La chambre des mines de Guinée, avec l’apport du haut-commissariat des Nations Unies aux droits de l’Homme, a lancé ce mercredi 24 février à Conakry, un cadre d’échange et de collaboration pour la promotion et le respect des droits de l’Homme dans le secteur minier.

L’objectif de cette collaboration consiste à apporter à la chambre des mines et entités associées, un renforcement de capacité afin que celles-ci répondent mieux, aux exigences liées aux droits de l’Homme notamment dans le secteur minier.

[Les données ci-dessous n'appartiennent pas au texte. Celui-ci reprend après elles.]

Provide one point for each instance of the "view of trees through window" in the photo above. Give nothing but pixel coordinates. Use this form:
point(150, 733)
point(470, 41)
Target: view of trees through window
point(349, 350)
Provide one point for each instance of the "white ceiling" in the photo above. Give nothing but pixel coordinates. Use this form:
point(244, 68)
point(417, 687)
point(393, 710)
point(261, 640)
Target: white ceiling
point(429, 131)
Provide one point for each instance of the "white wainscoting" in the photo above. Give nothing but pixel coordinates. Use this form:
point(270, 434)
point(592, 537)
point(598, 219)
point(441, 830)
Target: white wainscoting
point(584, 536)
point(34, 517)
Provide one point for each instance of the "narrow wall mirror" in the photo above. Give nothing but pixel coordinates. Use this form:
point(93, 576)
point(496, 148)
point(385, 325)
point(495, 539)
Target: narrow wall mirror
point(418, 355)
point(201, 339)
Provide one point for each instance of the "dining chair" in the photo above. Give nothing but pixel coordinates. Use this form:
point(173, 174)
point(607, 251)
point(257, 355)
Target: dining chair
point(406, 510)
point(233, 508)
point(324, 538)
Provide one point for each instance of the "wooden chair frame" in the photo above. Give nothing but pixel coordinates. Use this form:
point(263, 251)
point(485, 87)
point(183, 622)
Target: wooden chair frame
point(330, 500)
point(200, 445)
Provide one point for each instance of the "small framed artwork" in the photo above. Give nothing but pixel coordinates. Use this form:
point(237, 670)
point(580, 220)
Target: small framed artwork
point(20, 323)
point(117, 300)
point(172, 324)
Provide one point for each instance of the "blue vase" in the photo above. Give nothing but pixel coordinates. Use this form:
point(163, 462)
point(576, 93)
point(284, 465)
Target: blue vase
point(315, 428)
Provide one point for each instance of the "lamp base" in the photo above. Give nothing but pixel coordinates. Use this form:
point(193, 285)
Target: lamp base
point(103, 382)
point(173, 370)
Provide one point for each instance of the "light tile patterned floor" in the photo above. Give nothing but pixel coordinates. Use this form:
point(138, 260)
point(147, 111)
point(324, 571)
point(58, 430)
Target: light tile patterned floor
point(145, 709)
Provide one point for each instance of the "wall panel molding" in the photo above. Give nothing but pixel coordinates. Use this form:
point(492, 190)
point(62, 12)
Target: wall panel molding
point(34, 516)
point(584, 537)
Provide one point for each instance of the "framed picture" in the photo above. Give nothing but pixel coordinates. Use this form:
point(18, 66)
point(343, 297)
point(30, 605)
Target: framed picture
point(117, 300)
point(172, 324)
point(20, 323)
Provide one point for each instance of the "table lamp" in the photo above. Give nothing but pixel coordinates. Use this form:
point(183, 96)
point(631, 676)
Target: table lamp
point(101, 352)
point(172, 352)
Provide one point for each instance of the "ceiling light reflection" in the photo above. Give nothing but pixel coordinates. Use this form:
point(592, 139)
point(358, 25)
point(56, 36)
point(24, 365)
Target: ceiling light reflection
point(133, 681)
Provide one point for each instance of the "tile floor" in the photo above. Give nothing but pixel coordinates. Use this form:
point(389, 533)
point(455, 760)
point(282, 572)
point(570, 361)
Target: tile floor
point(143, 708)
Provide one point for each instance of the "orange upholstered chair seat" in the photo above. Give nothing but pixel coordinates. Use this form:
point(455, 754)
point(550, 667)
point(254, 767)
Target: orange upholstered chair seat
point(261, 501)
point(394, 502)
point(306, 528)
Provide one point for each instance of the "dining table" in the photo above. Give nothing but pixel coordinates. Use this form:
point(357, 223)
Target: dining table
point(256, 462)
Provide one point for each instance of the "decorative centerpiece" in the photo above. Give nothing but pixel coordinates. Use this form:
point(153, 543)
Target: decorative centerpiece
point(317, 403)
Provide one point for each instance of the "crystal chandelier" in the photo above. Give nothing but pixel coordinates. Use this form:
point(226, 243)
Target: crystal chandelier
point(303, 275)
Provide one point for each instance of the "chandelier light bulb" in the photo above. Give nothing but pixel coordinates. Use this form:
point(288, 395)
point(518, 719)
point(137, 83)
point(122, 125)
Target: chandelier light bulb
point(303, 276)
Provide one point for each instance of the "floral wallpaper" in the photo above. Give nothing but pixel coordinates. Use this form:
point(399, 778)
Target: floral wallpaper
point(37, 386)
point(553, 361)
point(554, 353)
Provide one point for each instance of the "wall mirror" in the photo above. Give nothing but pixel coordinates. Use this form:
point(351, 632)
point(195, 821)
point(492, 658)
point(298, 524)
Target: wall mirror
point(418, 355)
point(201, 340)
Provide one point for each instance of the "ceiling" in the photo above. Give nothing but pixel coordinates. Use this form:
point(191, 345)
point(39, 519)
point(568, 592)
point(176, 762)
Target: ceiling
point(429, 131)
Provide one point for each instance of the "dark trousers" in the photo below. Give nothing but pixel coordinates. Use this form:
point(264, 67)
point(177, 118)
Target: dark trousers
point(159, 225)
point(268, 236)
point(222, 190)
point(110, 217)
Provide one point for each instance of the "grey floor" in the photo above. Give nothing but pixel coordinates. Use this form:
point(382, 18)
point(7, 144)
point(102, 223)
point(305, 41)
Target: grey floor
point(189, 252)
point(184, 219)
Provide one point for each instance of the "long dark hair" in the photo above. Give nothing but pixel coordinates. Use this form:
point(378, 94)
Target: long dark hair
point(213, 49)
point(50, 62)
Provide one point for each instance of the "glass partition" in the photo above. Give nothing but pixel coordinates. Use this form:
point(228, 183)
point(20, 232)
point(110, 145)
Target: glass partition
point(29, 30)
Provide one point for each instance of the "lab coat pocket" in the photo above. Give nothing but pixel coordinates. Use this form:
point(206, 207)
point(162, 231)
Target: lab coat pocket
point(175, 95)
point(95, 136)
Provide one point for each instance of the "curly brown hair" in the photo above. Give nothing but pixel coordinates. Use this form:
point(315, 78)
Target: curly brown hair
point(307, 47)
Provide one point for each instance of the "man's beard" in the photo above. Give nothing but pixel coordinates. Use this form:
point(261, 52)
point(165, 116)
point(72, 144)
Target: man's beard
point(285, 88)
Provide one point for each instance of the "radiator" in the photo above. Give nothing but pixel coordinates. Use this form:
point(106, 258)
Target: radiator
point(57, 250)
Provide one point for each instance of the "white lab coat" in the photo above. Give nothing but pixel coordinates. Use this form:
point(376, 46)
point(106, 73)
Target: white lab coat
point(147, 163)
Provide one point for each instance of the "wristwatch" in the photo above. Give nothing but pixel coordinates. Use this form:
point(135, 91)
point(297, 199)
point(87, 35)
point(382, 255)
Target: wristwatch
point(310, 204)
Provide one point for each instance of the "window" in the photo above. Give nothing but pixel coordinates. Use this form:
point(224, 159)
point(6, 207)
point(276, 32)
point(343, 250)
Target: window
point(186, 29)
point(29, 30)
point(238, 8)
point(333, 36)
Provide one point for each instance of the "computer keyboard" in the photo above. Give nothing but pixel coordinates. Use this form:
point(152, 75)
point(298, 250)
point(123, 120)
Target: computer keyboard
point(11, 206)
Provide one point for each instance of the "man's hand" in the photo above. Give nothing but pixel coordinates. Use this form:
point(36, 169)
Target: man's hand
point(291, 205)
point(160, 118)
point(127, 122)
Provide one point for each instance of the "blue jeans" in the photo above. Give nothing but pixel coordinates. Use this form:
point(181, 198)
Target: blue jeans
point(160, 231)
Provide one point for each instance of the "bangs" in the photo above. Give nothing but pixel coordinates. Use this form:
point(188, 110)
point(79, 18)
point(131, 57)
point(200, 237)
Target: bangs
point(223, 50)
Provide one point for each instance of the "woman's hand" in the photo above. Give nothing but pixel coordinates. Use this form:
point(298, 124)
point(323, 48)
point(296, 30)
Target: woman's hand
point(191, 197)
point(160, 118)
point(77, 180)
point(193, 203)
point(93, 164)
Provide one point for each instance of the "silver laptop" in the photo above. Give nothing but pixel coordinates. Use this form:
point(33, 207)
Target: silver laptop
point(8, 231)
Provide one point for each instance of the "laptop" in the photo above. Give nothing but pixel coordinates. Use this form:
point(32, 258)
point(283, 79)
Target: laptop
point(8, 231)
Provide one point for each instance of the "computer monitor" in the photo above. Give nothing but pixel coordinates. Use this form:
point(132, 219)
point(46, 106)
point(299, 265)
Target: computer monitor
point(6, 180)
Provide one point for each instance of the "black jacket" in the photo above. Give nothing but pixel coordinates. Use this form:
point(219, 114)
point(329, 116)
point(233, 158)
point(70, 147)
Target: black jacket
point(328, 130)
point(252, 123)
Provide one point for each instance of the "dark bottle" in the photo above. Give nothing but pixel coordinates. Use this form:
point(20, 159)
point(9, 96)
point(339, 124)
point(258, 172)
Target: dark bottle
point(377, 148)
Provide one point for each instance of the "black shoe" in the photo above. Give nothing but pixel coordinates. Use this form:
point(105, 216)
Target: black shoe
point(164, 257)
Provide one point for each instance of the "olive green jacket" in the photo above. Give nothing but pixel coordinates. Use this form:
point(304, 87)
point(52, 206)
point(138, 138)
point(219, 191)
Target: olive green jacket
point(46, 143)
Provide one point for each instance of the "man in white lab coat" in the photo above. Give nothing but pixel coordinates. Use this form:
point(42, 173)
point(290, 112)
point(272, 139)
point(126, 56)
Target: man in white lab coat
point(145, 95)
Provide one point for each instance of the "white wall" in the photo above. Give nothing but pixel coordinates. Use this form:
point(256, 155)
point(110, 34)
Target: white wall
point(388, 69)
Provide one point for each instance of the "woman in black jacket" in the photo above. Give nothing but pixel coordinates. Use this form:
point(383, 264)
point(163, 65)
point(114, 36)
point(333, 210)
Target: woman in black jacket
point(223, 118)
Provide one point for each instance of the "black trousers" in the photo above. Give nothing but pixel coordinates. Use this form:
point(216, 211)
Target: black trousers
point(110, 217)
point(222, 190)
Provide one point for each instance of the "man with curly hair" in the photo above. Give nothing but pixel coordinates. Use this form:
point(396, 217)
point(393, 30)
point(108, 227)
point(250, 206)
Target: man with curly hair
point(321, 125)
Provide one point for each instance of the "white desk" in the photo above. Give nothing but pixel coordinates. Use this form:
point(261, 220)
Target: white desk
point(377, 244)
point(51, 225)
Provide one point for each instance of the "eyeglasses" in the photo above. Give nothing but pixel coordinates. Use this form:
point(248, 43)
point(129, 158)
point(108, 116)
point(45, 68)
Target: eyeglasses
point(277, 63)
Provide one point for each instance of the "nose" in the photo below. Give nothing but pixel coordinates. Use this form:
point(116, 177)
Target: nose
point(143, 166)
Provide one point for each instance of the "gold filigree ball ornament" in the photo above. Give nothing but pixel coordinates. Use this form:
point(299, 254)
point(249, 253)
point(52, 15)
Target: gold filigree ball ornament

« Nous allons ensemble, procéder en bonne intelligence avec de larges ouvertures, à la mise en œuvre de différentes actions sur nos sites et au niveau de nos différents partenaires et parties prenantes sur le terrain notamment les communautés et les organisations de la société civiles et même les médias. Ça sera une coopération active et soutenue dans laquelle nous allons nous investir parce que nous sommes conscients d’un fait, c’est que dans le domaine des droits de l’Homme, il y a beaucoup de chose à faire, il y a des insuffisances à combler. On a à profiter de l’expérience du système des nations, l’expérience accumulée au fil des décennies partout dans le monde. On a tout intérêt à nous inspirer en travaillant en bonne intelligence avec cette organisation pour pouvoir rehausser notre niveau de respect des droits de l’Homme », a soutenu Ismaël Diakité, président de la chambre des mines Guinée.

Avec ce nouveau cadre de collaboration, estime Vincent Martin, coordonnateur pays du système des Nations-Unies en Guinée, l’autre objectif sera de capitaliser la valeur ajoutée du secteur des mines.

« Il n’est un secret pour personne que le secteur des mines est un levier central du développement économique et social en Guinée. Nous nous réjouissons des nombreuses réalisations sociales des entreprises minières et de leur accompagnement dans le cadre de la riposte contre la pandémie à Covid-19 et l’épidémie Ebola. (…). La question aujourd’hui, c’est comment capitaliser la valeur ajoutée de ce secteur pour le développement durable notamment dans le domaine de la formation et à l’entreprenariat des jeunes, pour la protection de l’environnement et des droits de l’Homme. Tel est l’intérêt de la coopération naissante entre les nations unies et les acteurs du secteur minier », Système des Nations-Unies

Dans ce cadre de travail, le représentant pays du haut-commissariat des Nations-Unies aux droits de l’Homme, a indiqué que son organisation aura « une participation d’accompagnement. (…). Ce que nous venons de faire avec la chambre des mines était au cœur des préoccupations des recommandations qui ont été formulées pour avancer la protection des droits socioculturels, du droit au développement et de tous les autres droits en Guinée. (…). Je me réjouis de l’ouverture des entreprises minières et j’ai très bonne que le défi sera relevé », a-t-il souligné.

Il faut rappeler que ce cadre de coopération est consécutif à une étude qui a été diligentée en 2019 par le haut-commissariat des nations unies aux droits de l’Homme en Guinée, pour la promotion des droits de l’Homme dans le secteur des mines.